Scene in the E Center parking lot following Team USA's come-from-behind 8-1 hockey win Monday over Belarus:
U.S. hockey fan (waving flag, jumping up and down): "USA Number 1!" (Repeated several times).
Passing band of Russian fans (heading to arena for Russia-Finland game): "Go home!"
U.S. fan (after pause): "I am home. You go home!"
Don't you love hockey?
Don't you especially love Olympic hockey? Big ice, no-fighting-or-you're-out, give your all for flag and country hockey?
Especially now that all the best players in the world are free to take part?
There are those who whine about the "professionalization" of Olympic hockey. Mike Eruzione, to name one. To anyone who asks, or doesn't ask, the captain of the college-fueled 1980 U.S. hockey team that shocked the world and, not incidentally, lit the flame to start Salt Lake's Olympics, repeats his feelings that Olympic hockey was a better game in the good old days before pros of all descriptions, most notably those with NHL contracts, were allowed into the tournament.
This amateur-only school of thought goes back, of course, to Olympic founder Pierre de Coubertin, who went to his grave clinging to the notion that the Olympics should be a bastion of pure amateur sport, unfettered by coaches and players who do it for pay.
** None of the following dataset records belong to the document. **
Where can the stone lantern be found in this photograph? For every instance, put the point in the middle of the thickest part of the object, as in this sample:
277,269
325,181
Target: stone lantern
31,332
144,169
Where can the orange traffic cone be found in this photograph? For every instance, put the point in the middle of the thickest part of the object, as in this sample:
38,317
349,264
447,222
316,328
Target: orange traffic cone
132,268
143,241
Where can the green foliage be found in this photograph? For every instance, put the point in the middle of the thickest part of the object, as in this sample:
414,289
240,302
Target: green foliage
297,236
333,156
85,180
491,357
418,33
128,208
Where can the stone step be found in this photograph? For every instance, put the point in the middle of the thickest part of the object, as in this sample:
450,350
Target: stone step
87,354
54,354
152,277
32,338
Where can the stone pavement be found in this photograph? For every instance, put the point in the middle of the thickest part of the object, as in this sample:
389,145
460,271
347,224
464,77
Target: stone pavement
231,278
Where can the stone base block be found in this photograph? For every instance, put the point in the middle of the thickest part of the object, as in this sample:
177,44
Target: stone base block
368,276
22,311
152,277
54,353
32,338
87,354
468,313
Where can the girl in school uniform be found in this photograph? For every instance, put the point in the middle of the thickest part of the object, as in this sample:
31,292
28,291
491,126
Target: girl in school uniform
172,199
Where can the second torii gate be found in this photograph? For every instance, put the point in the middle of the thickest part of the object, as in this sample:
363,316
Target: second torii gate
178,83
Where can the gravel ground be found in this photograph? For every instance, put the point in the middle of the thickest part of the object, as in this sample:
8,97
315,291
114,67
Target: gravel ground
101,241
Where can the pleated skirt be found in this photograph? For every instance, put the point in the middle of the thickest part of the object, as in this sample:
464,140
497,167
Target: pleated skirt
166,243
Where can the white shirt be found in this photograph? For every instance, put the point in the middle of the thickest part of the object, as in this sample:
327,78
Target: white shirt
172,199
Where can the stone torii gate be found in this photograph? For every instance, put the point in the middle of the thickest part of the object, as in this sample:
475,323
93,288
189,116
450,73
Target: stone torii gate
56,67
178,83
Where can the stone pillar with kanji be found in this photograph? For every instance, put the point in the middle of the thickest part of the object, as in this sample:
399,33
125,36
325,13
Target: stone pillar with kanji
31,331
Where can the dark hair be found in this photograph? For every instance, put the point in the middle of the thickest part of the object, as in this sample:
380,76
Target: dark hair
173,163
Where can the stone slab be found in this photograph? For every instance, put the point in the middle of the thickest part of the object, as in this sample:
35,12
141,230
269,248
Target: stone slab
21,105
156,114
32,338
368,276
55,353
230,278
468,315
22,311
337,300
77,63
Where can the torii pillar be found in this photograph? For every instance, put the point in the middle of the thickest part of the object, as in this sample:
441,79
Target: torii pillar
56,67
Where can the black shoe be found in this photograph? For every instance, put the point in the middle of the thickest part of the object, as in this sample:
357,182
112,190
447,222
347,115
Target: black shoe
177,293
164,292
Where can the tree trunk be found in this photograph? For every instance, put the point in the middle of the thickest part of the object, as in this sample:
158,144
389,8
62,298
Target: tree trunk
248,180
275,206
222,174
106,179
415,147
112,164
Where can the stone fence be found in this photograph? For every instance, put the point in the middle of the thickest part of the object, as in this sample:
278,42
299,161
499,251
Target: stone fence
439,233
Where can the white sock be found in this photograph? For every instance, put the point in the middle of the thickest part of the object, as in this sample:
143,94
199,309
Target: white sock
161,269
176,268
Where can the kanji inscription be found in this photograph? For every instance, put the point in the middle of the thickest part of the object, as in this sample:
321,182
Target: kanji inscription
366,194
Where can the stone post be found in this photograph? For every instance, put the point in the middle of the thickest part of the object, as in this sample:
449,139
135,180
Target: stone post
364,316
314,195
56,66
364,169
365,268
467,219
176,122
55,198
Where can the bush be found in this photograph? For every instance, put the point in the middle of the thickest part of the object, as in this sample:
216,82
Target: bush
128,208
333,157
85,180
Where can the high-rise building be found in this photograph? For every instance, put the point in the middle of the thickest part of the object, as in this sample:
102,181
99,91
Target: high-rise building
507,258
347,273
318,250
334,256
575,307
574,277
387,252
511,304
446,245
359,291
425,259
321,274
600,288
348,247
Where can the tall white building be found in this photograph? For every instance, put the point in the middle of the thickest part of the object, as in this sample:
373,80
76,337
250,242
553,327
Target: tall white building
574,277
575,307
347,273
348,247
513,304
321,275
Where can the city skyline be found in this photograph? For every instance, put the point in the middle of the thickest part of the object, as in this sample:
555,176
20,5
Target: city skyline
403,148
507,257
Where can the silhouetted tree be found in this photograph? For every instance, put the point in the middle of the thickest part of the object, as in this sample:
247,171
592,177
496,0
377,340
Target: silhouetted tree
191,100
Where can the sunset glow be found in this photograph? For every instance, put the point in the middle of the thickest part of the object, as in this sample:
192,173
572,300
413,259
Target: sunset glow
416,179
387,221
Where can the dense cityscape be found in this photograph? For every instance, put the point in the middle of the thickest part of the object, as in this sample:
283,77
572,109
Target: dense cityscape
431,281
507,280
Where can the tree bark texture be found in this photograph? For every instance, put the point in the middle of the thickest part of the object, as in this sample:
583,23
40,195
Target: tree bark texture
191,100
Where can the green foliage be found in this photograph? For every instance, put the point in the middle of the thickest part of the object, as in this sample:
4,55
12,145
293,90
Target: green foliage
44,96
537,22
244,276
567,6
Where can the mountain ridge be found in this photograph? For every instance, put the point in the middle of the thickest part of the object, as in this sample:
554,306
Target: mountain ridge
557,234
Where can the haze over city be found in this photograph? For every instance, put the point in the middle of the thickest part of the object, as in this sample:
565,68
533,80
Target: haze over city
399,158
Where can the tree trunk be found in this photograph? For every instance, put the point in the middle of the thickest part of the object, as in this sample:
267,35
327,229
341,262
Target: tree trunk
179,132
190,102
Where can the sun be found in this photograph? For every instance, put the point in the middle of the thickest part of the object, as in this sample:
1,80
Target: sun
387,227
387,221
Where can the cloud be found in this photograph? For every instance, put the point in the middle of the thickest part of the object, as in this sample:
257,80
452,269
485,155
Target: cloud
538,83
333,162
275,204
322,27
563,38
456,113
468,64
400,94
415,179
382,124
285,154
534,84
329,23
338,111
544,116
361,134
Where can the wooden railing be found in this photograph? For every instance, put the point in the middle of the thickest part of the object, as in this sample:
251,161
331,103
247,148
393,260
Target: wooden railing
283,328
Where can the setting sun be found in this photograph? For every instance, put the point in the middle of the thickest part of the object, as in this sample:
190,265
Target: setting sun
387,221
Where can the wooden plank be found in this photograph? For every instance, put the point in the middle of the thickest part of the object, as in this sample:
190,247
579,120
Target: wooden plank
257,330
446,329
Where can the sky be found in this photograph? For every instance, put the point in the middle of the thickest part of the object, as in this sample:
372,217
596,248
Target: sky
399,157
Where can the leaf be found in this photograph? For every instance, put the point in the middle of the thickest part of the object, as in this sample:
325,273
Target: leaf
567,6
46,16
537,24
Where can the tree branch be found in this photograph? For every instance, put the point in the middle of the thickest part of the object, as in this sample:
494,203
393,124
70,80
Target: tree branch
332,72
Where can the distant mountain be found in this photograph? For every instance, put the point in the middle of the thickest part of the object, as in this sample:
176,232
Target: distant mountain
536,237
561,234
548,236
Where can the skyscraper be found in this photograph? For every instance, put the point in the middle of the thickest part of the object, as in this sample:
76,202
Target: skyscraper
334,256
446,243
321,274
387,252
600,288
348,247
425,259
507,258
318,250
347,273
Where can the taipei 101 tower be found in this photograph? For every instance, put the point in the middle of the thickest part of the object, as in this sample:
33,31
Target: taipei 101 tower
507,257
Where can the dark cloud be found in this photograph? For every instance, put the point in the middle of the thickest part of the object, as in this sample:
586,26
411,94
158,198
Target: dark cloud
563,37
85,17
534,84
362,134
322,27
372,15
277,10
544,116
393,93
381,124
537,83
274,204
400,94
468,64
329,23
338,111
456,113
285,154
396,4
That would be fine if, for starters, Brett Hull, John LeClair, Scott Young, Adam Deadmarsh and Bill Guerin hadn't already signed National Hockey League contracts.
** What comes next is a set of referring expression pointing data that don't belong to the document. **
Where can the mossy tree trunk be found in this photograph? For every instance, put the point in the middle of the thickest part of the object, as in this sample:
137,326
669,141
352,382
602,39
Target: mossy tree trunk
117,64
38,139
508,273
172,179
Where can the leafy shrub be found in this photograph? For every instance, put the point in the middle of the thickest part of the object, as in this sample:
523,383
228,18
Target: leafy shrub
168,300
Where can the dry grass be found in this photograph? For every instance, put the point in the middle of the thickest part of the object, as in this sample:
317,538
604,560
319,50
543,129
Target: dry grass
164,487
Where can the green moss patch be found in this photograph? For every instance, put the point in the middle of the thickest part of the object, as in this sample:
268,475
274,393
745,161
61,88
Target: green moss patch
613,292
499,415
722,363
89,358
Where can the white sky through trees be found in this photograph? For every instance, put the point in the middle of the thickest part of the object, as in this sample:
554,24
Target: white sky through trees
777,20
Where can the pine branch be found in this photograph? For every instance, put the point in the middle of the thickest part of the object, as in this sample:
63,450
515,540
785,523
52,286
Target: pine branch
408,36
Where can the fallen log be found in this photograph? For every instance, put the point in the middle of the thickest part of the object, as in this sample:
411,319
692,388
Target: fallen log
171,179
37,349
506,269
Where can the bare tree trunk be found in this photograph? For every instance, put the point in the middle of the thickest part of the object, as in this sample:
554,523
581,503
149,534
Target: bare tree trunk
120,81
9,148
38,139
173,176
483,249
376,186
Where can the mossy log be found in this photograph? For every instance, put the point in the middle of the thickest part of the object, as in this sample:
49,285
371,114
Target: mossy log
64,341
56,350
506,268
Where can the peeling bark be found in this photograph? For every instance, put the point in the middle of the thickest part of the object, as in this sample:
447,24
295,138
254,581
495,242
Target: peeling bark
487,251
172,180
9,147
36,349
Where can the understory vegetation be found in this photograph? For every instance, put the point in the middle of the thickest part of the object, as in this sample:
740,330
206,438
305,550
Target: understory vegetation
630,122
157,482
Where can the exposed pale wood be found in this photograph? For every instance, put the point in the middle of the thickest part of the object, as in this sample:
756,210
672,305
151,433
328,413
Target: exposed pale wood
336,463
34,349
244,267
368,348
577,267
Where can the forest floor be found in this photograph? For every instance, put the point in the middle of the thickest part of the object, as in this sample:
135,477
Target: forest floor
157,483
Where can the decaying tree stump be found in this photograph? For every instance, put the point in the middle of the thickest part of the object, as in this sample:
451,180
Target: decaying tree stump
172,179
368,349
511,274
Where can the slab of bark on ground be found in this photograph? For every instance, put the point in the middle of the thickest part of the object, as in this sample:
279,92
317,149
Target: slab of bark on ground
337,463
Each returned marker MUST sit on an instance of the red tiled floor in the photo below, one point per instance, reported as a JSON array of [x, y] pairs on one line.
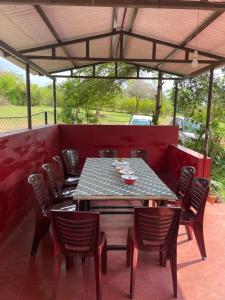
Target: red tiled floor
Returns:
[[23, 277]]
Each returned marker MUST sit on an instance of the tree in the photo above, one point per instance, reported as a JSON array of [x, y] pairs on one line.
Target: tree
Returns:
[[140, 90], [81, 97]]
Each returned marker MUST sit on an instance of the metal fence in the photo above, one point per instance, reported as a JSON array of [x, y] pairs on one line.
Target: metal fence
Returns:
[[20, 122]]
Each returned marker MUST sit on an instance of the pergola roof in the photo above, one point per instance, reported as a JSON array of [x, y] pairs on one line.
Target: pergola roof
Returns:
[[55, 38]]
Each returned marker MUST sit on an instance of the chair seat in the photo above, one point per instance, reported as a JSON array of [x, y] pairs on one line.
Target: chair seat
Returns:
[[187, 216], [66, 193], [64, 206], [71, 181]]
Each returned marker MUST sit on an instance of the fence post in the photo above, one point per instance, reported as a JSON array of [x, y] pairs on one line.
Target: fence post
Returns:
[[46, 117]]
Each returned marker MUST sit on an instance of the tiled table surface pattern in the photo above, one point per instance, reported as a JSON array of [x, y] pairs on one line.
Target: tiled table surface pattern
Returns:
[[101, 181]]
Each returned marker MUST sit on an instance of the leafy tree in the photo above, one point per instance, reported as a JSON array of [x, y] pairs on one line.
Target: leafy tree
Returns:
[[140, 90], [12, 88], [81, 97]]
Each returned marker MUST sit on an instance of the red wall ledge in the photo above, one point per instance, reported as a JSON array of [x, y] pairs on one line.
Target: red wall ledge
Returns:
[[180, 156], [88, 139], [22, 153]]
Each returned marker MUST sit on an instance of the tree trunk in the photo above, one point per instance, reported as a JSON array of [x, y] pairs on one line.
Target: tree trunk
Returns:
[[137, 104]]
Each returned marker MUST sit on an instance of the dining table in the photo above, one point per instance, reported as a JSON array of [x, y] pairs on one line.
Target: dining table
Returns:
[[100, 182]]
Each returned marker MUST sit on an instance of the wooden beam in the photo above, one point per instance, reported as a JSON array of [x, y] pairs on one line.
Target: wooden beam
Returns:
[[70, 42], [122, 59], [208, 114], [130, 28], [51, 28], [175, 103], [168, 4], [152, 40], [111, 33], [114, 27], [94, 76]]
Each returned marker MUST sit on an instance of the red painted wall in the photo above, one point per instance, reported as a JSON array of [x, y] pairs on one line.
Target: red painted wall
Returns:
[[88, 139], [180, 156], [21, 153]]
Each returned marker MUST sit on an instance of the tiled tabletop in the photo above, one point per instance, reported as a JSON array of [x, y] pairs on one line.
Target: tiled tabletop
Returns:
[[100, 181]]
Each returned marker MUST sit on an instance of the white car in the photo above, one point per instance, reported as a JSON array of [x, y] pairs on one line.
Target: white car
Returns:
[[188, 129], [140, 120]]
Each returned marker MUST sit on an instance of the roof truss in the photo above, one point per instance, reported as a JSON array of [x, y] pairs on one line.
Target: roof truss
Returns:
[[168, 4], [88, 39]]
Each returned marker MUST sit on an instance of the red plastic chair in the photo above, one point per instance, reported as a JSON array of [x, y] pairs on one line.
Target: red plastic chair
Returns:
[[43, 205], [186, 177], [140, 153], [64, 182], [155, 229], [108, 153], [71, 162], [78, 233], [193, 214], [56, 187]]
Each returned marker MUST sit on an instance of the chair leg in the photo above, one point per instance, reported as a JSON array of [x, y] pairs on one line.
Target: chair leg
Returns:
[[173, 265], [162, 258], [104, 258], [56, 271], [133, 270], [69, 263], [189, 232], [98, 273], [129, 249], [199, 235], [41, 226]]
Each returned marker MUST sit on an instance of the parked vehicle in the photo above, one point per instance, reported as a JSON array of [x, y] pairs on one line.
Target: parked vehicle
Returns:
[[140, 120], [188, 129]]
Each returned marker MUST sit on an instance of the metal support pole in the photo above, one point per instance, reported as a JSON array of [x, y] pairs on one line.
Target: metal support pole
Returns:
[[157, 100], [208, 115], [29, 121], [46, 118], [175, 103], [54, 99]]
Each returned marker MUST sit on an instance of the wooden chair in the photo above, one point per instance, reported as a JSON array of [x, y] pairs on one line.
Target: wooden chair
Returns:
[[193, 214], [78, 233], [71, 162], [140, 153], [65, 182], [108, 153], [56, 187], [43, 205], [155, 229]]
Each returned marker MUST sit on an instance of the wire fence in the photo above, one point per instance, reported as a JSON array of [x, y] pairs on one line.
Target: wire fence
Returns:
[[20, 122]]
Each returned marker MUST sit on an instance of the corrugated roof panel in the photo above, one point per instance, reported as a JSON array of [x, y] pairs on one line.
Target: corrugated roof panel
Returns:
[[172, 25], [184, 69], [100, 47], [77, 49], [136, 48], [74, 21], [212, 39], [52, 65], [21, 27]]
Those are the U.S. players who scored goals against Belarus yesterday. Trust me, without them it could have been a much longer day. As anyone knows who was there ? and this includes Team USA ? Belarus was no slouch. The first period ended with Belarus ahead 1-0, and with just over 15 minutes to play, the U.S. was ahead by only 3-1.
It was only those last five U.S. goals in the final minutes that gave Belarus a headache and jumpstarted U.S. fans to the exits with heightened heartrates ? but still chanting "We're Numero Uno."
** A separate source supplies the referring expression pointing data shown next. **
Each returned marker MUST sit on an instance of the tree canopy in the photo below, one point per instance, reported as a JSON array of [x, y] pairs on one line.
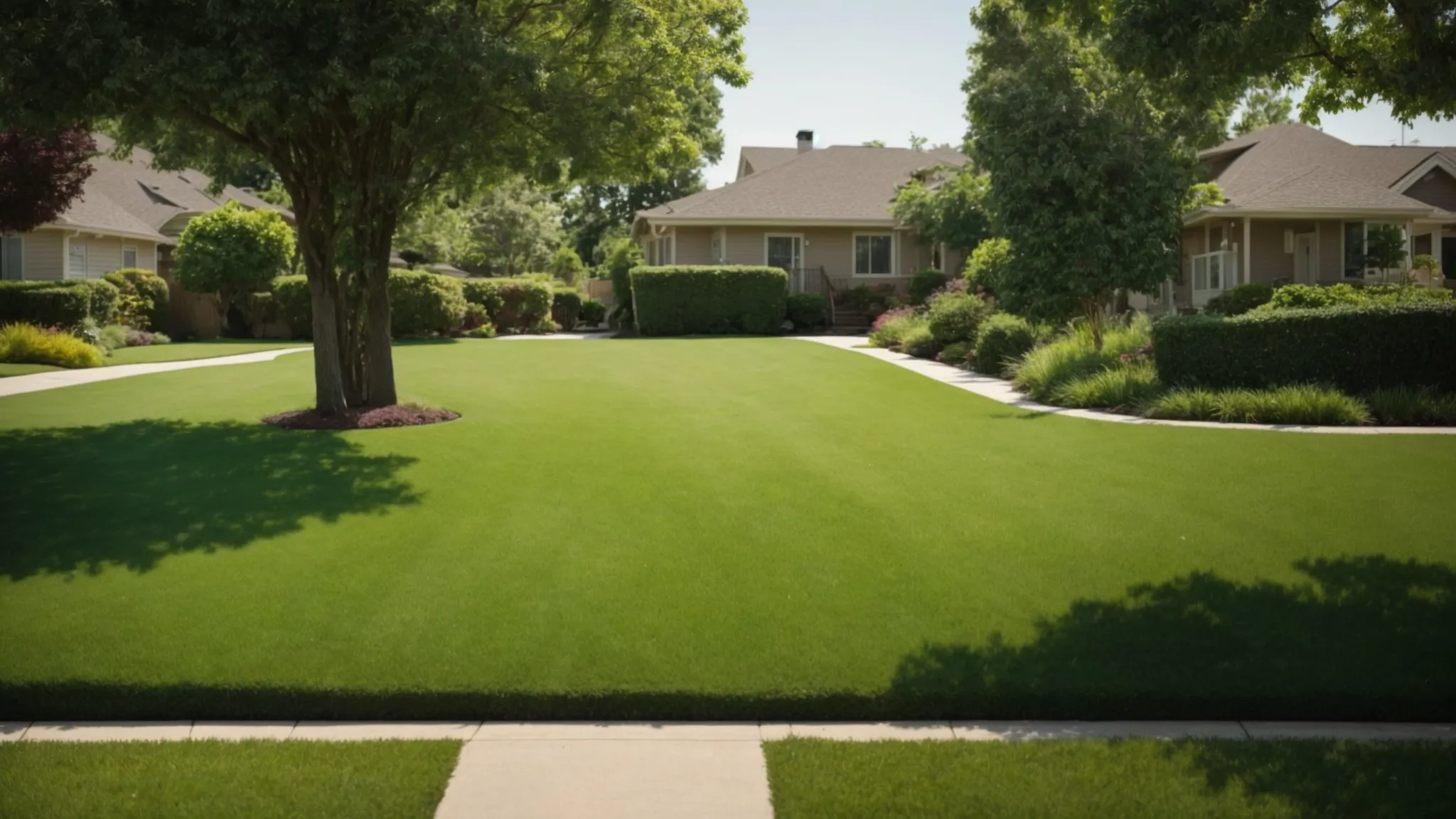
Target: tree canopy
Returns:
[[41, 172], [365, 108]]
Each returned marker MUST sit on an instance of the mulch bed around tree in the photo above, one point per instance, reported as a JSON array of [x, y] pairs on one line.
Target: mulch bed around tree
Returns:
[[369, 419]]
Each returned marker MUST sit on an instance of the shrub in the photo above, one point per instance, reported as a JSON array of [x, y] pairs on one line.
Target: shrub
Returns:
[[514, 305], [1001, 341], [565, 305], [1239, 299], [924, 284], [956, 316], [57, 304], [1354, 348], [150, 291], [28, 344], [685, 299], [957, 355], [1403, 407], [593, 312], [1120, 388], [424, 304], [919, 341], [808, 311]]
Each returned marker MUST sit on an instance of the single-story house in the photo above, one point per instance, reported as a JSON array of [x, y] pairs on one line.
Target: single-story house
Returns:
[[1297, 208], [129, 215], [820, 215]]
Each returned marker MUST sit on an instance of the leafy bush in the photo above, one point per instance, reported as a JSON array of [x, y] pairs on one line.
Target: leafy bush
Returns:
[[1121, 388], [1404, 407], [956, 316], [57, 304], [150, 294], [424, 304], [919, 341], [1239, 299], [293, 304], [1001, 341], [565, 305], [808, 311], [924, 284], [28, 344], [1354, 348], [514, 305], [686, 299], [593, 312]]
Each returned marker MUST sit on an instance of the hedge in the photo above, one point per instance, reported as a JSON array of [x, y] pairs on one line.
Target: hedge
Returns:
[[57, 304], [513, 304], [685, 299], [1354, 348]]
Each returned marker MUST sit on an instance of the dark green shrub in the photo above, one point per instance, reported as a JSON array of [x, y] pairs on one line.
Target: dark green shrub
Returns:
[[1001, 341], [58, 304], [593, 312], [424, 304], [925, 283], [514, 305], [808, 311], [293, 305], [152, 291], [921, 343], [565, 306], [685, 299], [956, 316], [1239, 299], [1354, 348]]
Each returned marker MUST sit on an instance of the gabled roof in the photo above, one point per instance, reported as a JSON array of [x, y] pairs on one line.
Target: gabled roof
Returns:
[[1302, 169], [839, 184]]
The Belarus lineup was not loaded with NHL stars like Team USA, but there wasn't a Belarussian on the ice without a club and league affiliation that involves regular play and regular pay. Some play in the Russian League, others in Germany, still others in the European League, but all pay the mortgage and car payments with hockey money.
The point is, there are no amateurs in Olympic hockey anyway, and now that the NHL ? for the second straight Games ? has adjourned for the Olympics, it has leveled the playing ice for everyone.
What's left is not just hockey at its highest level ? and plenty of international trash-talking in the parking lot ? but a no-alibi tournament. Gone are excuses that the best country didn't win because it didn't have access to its best players.
They're all here ? or the vast majority at any rate, providing your name isn't Roy.
They're here wearing their national colors, lining up according to where they're from, not where they get paid. Players who just a week ago were teammates in the NHL or Europe or the Russian league are now on opposite sides of center ice, trying to stare each other down.
It makes for a different, nationalistic sort of hockey, the kind that sent the Czechs to gold four years ago in Japan even though, on paper, the Czechs shouldn't have won.
And the kind that fueled Belarus to its 1-0 lead yesterday that had every American in the arena sitting up straight, using plenty of body English, and unwittingly thinking back to 1980 when the underdog Americans pulled off just this kind of upset over the Soviet Union, of which Belarus was then a part.
When the U.S. finally answered back ? with second-period goals from Hull and LeClair ? it wasn't for a big bonus or pay check at the end of the week. It was, just like Eruzione and those boys of 1980, for their sport and their country.
And isn't that exactly what Pierre had in mind?